As dificuldades do Poder Judiciário no Brasil
Enviada em 08/08/2019
Na Grécia Antiga existia o conselho de anciãos, composto por homens com mais de 60 anos de idade, que tinha o poder de julgar os cidadãos, os estrangeiros e até o rei. Hodiernamente, no Brasil, os julgamentos são realizados pelo poder judiciário que enfrenta dificuldades devido ao elevado quantitativo de processos e a falta de métodos alternativos para o sentenciamento desses. Assim, faz-se necessário o uso de subterfúgios para a resolução dessa problemática.
A priori, consoante Gandhi, o futuro dependerá daquilo que se faz no presente. Sob esse prisma, o elevado e crescente quantitativo de processos, no presente, resultará no aumento do tempo hábil para a resolução de todos os casos e, como consequência, na redução da credibilidade da eficácia jurídica perante a população, num futuro próximo. Nesse sentido, visto que a demanda é superior a capacidade de atendimento, as dificuldades do poder judiciário no Brasil afetam não apenas aqueles que aguardam julgamentos dos seus processos mas também a confiança da sociedade no Estado. Desse modo, faz-se imprescindível, a dissolução dessa conjuntura.
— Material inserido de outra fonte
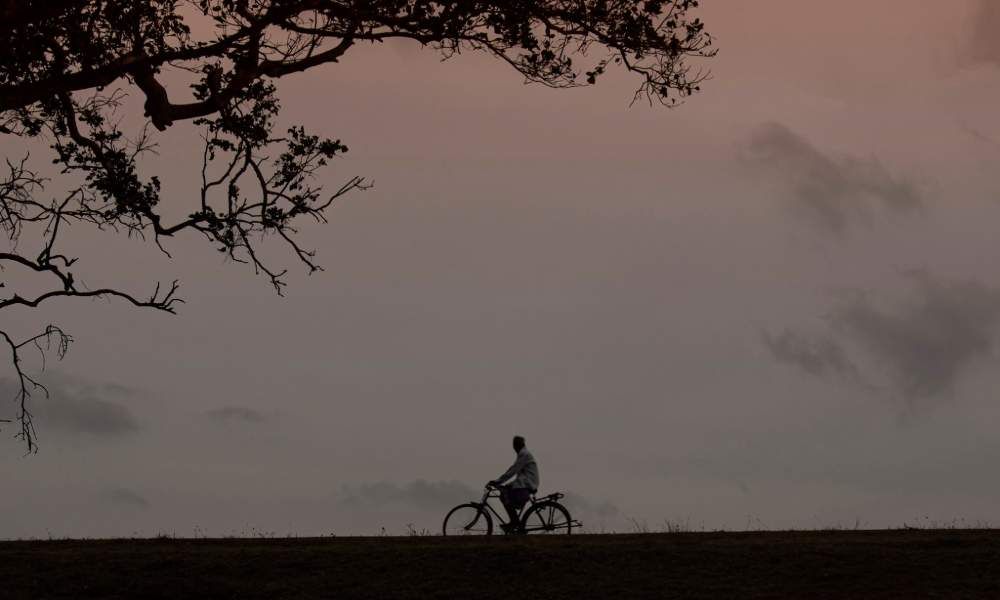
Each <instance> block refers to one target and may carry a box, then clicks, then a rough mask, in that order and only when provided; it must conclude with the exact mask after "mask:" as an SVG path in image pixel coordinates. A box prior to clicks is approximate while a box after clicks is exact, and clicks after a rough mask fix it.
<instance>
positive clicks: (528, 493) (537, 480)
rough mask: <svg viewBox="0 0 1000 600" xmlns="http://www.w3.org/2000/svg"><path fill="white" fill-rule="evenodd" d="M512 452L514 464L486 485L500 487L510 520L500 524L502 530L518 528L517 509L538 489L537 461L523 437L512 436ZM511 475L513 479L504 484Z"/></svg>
mask: <svg viewBox="0 0 1000 600" xmlns="http://www.w3.org/2000/svg"><path fill="white" fill-rule="evenodd" d="M514 452H517V459H516V460H515V461H514V464H512V465H511V466H510V468H509V469H507V471H506V472H504V474H503V475H501V476H500V477H497V478H496V479H494V480H493V481H491V482H489V483H488V484H487V485H488V486H495V487H497V488H499V489H500V501H501V502H503V506H504V508H506V509H507V515H508V517H509V518H510V522H509V523H506V524H503V525H501V527H503V528H504V531H507V532H510V531H517V530H518V529H520V519H519V518H518V511H520V510H521V507H522V506H524V505H525V504H526V503H527V502H528V500H529V499H530V498H531V495H532V494H534V493H535V492H537V491H538V481H539V480H538V463H537V462H535V457H534V456H532V454H531V452H528V449H527V448H525V447H524V438H523V437H521V436H519V435H515V436H514ZM511 477H513V478H514V479H513V481H511V482H510V483H508V484H505V483H504V482H506V481H507V480H509V479H510V478H511Z"/></svg>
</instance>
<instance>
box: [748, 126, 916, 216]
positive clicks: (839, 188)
mask: <svg viewBox="0 0 1000 600" xmlns="http://www.w3.org/2000/svg"><path fill="white" fill-rule="evenodd" d="M744 151H745V152H744V158H745V159H746V160H747V161H748V162H749V163H750V164H752V165H755V166H757V167H762V168H765V169H767V170H769V171H771V172H773V173H776V174H777V175H778V176H780V177H782V178H783V179H784V181H785V182H786V183H787V184H788V186H789V187H790V189H791V192H792V194H793V199H794V204H793V208H794V209H795V212H796V214H799V215H800V216H802V217H803V218H805V219H806V220H808V221H809V222H810V223H812V224H813V225H815V226H817V227H819V228H821V229H823V230H824V231H828V232H830V233H833V234H835V235H843V234H845V233H846V232H847V230H848V229H849V228H850V227H851V226H853V225H855V224H858V223H864V222H867V221H869V220H870V219H871V217H872V216H873V214H874V213H875V212H876V211H877V210H880V209H881V210H887V211H890V212H894V213H903V212H908V211H912V210H914V209H917V208H920V207H921V206H922V204H923V202H922V199H921V197H920V194H919V192H918V190H917V188H916V186H914V185H913V183H911V182H909V181H906V180H904V179H898V178H896V177H893V176H892V175H891V174H890V173H889V172H888V171H887V170H886V168H885V167H884V166H883V165H882V163H880V162H879V161H878V160H877V159H875V158H867V159H863V158H857V157H851V156H844V157H837V156H831V155H829V154H826V153H823V152H822V151H820V150H819V149H817V148H816V147H815V146H813V145H812V144H811V143H810V142H809V141H808V140H806V139H805V138H803V137H802V136H800V135H799V134H797V133H795V132H794V131H792V130H790V129H789V128H787V127H785V126H784V125H781V124H779V123H767V124H765V125H762V126H760V127H758V128H757V130H756V131H754V133H753V134H752V135H751V136H750V139H749V142H748V143H747V144H746V146H745V148H744Z"/></svg>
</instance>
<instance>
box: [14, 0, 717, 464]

Outrossim, a falta de métodos alternativos para solucionar processos mais simples e rotineiros, como o Procon e os Centros de Mediações, colaboram para a morosidade da justiça brasileira. Aliado a isso, a falta de investimentos na ampliação dessas metodologias representa uma dificuldade do poder judiciário no Brasil e um obstáculo para a resolução de inúmeros processos que demoram até anos para serem solucionados. Logo, faz-se mister a reformulação dessa postura estatal uma vez que a segurança social está interligada ao trabalho desenvolvido por esse setor.
Destarte, é premente que o Governo, autoridade governante de uma nação, invista recursos na realização de concursos públicos com o fito de ampliar o números de funcionários atuantes no poder judiciário e assim agilizar os julgamentos dos processos por intermédio da ampliação e descentralização dos serviços para os Centros de Mediações e Procon e, como consequência, ampliar a eficiência do setor jurídico e sua moral perante a sociedade.